L’annulation de la taxe carbone par le Conseil constitutionnel : un revers majeur pour N. Sarkozy, une confirmation de l’analyse du Parti socialiste, par Martine Aubry, Première secrétaire du Parti socialiste
L’annulation de la taxe carbone par le Conseil constitutionnel, suite à une saisine par les parlementaires socialistes, est un revers majeur pour Nicolas Sarkozy.
Le Parti Socialiste n’avait eu de cesse de dénoncer un dispositif inefficace écologiquement et injuste socialement. Les motifs de cette annulation confirment la position prise par le Parti socialiste.

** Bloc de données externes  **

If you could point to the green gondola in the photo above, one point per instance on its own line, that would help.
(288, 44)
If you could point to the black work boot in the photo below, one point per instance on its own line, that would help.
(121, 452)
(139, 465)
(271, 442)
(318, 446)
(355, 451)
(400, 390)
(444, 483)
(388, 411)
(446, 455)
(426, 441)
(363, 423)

Cette taxe était inefficace, car elle ne portait que sur une faible part de la consommation énergétique, exonérant les plus gros pollueurs, ce que confirme le conseil constitutionnel. Elle était injuste, car elle frappait indistinctement les ménages, quels que soient leurs revenus.
Cette annulation vient rappeler au Président de la République qu’il ne suffit pas de faire des discours pour faire avancer la cause de l’environnement ; qu’il ne suffit pas de nommer un impôt « taxe carbone » pour qu’il soit écologique ; qu’il n’y aura pas d’efficacité écologique sans justice dans la répartition des efforts.
Comme souvent avec Nicolas Sarkozy, il y a un gouffre entre les intentions affichées – ici l’écologie – et la volonté réelle : ponctionner les ménages, toujours les mêmes, puisque les plus aisés sont protégés par le bouclier fiscal.
Après l’échec du Sommet de Copenhague, ce nouveau revers révèle la réalité de la politique du Président de la République : beaucoup d’agitation mais peu de résultats.
Le gouvernement doit maintenant tirer les conséquences de ce nouveau fiasco et présenter un dispositif à la fois juste et efficace. Le Parti socialiste réitère sa proposition d’une contribution climat-énergie et propose au gouvernement de s’en inspirer pour mettre enfin ses actes en accord avec ses discours.